Health technology assessment for pricing and reimbursement decisions According to an estimate published in 2007, it costs US$1.3 billion to bring a selleck chemicals Bosutinib new drug to market, and the cost of failure in drug development programs has forced prices to unprecedented high levels. There is a balance to be found between delivering innovation and affordable pricing, particularly in emerging markets such as India, where strengthening of mechanisms for intellectual property protection is a priority. The absence of patent protection for drugs in India, between 1972 and 2005, allowed companies to use alternative non-infringing processes to manufacture generic drugs. Thus, generic versions of many medicines are on sale in India at prices that are substantially lower than their branded equivalents in Western markets.

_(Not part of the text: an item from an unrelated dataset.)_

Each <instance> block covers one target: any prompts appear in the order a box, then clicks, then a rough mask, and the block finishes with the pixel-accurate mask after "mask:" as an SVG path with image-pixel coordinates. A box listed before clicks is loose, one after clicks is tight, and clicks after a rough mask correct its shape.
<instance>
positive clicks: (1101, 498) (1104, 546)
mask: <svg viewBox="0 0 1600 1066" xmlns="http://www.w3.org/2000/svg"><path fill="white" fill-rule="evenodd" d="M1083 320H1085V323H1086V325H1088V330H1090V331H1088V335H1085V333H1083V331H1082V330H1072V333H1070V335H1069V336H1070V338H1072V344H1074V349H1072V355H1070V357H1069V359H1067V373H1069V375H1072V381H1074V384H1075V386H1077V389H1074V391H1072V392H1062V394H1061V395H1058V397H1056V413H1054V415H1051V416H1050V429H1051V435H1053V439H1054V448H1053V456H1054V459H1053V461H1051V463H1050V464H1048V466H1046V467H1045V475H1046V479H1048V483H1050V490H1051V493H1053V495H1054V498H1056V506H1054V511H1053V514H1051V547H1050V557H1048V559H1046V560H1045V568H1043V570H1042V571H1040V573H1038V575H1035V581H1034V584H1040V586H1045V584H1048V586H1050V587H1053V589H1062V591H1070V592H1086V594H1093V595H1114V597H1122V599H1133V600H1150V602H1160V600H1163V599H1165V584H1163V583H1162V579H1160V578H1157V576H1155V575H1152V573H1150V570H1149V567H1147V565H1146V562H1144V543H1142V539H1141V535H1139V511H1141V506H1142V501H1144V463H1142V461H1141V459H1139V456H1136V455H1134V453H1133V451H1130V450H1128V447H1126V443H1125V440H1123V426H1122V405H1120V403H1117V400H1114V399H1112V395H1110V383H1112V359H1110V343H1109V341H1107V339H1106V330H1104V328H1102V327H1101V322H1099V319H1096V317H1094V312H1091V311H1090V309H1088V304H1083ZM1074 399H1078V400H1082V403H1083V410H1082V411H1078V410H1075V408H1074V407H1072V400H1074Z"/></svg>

With continued upward pressure on pharmaceutical development costs, leading to higher prices for drugs in the developed world, agencies in many countries are using HTA methodology to control these trends. However, it is not only Western markets that are seeking new ways of checking the increase in prices of medicines. With the introduction of a new draft National Pharmaceutical Pricing Policy, which promises to extend the proportion of drugs subject to pricing controls from 20 to 60%, it is clear that India is moving toward a Western-style ??reference pricing?? approach. It is now proposed that 348 medicines will be included on the National List of Essential Medicines (NLEM).
The criteria for determining whether a drug will be included on the NLEM are as follows: Essentiality Drug_discovery of drugs: that is, those on the NLEM considered to satisfy the public health priorities of the Indian population Market-based pricing: the previous system involved a labor-intensive calculation of price, based on complex and variable cost data; market-based pricing uses publicly available data to ensure a simple, transparent process Control of formulation prices only: to ensure more specific price controls of the medicines used by the consumer/prescribed by the physician. Furthermore, there will be a fixed ceiling price, below which manufacturers can place their products, to retain competition in the market. The ceiling price will be calculated according to a formula based on the price and strength of the reference formulation, as given in the NLEM. Previously, drug price controls for the Indian market were based on the market share of individual products, defining a minimum profit margin selleck bio and featuring a cost-based pricing formula.